The rest of the terrific ensemble cast, a mix of Sasha’s regular players – Burgess, Hale, Shane, and Dahlia Mertens – and terrific newbies – Laura Colbert, Layna Fisher, Caroline Grace Moore, Danielle Jenkins, Cat Lee-Covert, Pamela Sante, Marissa Mattys –  were all on their game and clearly having fun – despite the fact (or because of it?) the energy they put out is about equal to two Imogene Pass runs.

To recap the action in “Dinner with Dionysus,” a collaboration among Sasha and her talented cast and crew, think Shakespeare’s “A Midsummer Night’s Dream” on acid. (In “A Midsummer Night’s Dream” fairies controlled and manipulated an unsuspecting group of young Athenian lovers in a forest.)

“Dionysus” opens with a dinner party, featuring a cast of characters who got lost on the way to the “Great Gatsby”: privileged, spoiled, and unhappy, except for one young virgin, in town to find an appropriate spouse. (A great job by Moore, first introduced to Telluride audiences in “Hair”). The maenads are the servers at the gathering. When Dionysus takes charge of the evening, wild, primitive, half-animal passions take over and all hell breaks loose.

“Dinner with Dionysus” talks, though dialog is there only to provide a roadmap. (There is one stand-out moment that is all about words, a rap contest between Dionysus and Jesus, Sullivan and Shane at their wacky best.)

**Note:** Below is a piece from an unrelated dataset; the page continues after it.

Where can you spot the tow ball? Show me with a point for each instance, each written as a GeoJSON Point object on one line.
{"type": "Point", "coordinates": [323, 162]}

“Dionysus” sings and the wonderful sounds are originals from Hale and Burgess. There were many wonderful moments of singing, but one that stands out is the solo, “This Is It,” delivered by Moore.

But it is dance that drives the action, which means the production depended on the creativity of choreographer Lyndia Peralta, who orchestrated the memorable moves in “Hair.” And Lyndia once again outdid herself. Her blocking (with Sasha) created elegant tableaux. And she had the sexy bodies whirling and grooving in nonstop motion. When dance erupts, Jenkins and Lee-Covert take the lead. Hard to take your eyes off those two stars.

As always, Melissa Sumptner Harris’ costumes are perfect. She created most of the ladies’ dresses in the color of wine – and right before your eyes with a few minor adjustments, garments morphed from vintage dinner party to soft and drapey, like updated togas.

Anton Viditz-Ward did the understated set, transforming Ah Haa’s Daniel Tucker Gallery scene without one extraneous detail.

Wine and light food are available for your enjoyment.

“Dinner with Dionysus” is free, although the cast and crew have worked themselves into a sweat for your entertainment, so the $15 suggested donation is well-deserved.

Seating is extremely limited and on a first-come, first-served basis, however, members of Telluride Theatre get reserved seats.